We had booked a rental in Norfolk from the last week of November until mid-ish December. Lockdown #2 meant closure of holiday accommodation, and a prohibition of travel, except for “essential purposes” (seaside visits not counting). Lockdown shut its jaws over the first days of our booking.
Come December, the jaws opened, and off we went, through subdued but very wet Norfolk roads.
These mostly run through hedged banks. Drainage has not been invented hereabouts. Any heavy rainfall results in huge puddles, or perhaps more accurately local floods. The few “A” roads are often pretty narrow, but are the only thoroughfares for large lorries. They come at you at close quarters.

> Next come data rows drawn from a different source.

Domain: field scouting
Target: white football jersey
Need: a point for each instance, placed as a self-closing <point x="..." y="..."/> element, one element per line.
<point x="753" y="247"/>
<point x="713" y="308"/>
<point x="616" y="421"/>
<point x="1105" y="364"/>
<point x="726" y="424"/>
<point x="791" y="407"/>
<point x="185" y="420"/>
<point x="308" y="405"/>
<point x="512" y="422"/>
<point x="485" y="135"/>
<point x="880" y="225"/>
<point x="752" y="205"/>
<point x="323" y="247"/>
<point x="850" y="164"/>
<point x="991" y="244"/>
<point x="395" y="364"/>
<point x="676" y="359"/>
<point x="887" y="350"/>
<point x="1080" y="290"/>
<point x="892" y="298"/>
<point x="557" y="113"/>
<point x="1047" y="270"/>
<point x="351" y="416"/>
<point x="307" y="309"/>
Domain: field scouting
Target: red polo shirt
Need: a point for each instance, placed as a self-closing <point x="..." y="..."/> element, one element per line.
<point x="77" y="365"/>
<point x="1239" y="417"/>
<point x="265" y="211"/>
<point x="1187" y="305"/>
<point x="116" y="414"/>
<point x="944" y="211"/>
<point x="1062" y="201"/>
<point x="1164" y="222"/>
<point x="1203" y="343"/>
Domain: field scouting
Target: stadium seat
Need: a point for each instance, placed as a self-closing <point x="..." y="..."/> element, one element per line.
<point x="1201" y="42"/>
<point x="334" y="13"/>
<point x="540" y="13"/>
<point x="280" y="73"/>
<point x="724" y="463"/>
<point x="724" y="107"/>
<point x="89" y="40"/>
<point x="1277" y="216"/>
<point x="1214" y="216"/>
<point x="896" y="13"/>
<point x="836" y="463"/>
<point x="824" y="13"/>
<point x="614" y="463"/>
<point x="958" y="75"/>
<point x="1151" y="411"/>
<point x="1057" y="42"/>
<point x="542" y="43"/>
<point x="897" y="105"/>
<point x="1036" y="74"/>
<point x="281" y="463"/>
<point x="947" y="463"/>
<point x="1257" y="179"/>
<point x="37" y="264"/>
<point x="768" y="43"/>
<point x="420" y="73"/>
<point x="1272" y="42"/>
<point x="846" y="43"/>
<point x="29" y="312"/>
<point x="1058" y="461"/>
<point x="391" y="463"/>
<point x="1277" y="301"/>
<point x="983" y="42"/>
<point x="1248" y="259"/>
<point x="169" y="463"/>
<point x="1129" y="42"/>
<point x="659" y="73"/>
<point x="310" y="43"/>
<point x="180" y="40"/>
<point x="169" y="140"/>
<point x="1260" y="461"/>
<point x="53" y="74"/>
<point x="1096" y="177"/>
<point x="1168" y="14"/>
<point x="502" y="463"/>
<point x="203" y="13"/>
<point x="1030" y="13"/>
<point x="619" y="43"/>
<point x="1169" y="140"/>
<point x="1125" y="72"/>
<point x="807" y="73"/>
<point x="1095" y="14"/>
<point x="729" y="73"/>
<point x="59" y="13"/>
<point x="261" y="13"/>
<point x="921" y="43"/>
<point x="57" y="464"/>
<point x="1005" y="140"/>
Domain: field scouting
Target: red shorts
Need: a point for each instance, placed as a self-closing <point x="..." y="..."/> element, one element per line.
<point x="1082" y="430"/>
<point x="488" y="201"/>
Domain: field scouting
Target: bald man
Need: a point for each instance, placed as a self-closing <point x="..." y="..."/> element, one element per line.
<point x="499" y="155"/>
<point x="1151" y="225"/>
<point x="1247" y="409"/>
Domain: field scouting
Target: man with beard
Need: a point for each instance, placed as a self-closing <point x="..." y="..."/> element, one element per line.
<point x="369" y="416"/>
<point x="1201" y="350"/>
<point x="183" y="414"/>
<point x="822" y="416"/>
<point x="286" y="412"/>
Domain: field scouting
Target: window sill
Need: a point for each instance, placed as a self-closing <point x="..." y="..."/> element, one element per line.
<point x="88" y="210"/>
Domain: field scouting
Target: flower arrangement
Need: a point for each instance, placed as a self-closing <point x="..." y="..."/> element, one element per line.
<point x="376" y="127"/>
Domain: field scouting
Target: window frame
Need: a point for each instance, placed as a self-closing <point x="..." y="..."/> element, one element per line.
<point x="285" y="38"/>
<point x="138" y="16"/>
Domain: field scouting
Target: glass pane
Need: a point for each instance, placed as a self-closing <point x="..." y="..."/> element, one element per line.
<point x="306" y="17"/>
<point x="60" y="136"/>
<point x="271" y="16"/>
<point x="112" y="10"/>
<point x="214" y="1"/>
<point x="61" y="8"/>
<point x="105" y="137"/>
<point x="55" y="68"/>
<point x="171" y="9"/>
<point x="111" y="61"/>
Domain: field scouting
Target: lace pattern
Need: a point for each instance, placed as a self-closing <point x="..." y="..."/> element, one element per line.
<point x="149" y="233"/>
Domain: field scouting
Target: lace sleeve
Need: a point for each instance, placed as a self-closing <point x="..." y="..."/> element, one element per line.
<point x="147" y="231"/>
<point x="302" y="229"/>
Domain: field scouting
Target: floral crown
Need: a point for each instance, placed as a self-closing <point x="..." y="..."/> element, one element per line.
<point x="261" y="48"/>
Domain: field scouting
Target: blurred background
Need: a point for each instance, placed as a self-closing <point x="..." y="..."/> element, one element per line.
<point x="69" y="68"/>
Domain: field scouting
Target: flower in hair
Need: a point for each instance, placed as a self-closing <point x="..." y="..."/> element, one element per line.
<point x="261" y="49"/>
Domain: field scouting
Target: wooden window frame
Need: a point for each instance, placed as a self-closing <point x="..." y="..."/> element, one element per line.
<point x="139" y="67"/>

Woe betide if you pass in one of the floods. Your vehicle is immersed in a bow, or wheel, wave of vision-obliterating water. Mind, resist the impulse to steer close to the edge of the road on your side. The carriageway has frequently crumbled into jagged potholes, more than enough to wreck a tyre or suspension.
But back to Wells. We were last here in August, during the summer’s period of sun and optimism, though not without masks and social distancing. There was fun on the beach; adventure in Holkham Park; and reasonable normality in Holkham’s cafes and Wells’s restaurants. There was a funfair.
The place was busy, except at night…
This early December, there was no great surge of visitors, excepting weekends, when carparks filled up and fish and chips bought and consumed sitting in cars or on walls.
Where are these day visitors from? (The rented cottages are mostly empty; the two hotels are reasonably busy, but don’t account for many people.) Have they, perhaps, snuck round the Wash from the Tier 3 Midlands?.. As the Barbour Man mentioned earlier doubtless suspected…
There’s a somewhat sad and defensive in the air now. Holkham won’t seat people in its café and demands contact details at its entrance for takeaways. Its Christmas Fayre has long socially distanced queues, causing many families to give up. Santa never sailed his boat, crewed by elves, into Wells harbour. But someone still built a creative quay-side Christmas tree, out of lobster pots.
But some things stay the same. The beaches, the forested dunes, the deer, the tides, the penetrating rain, the mist. The comings and goings of fishing boats, and honking geese.
And the town is empty, still, at night.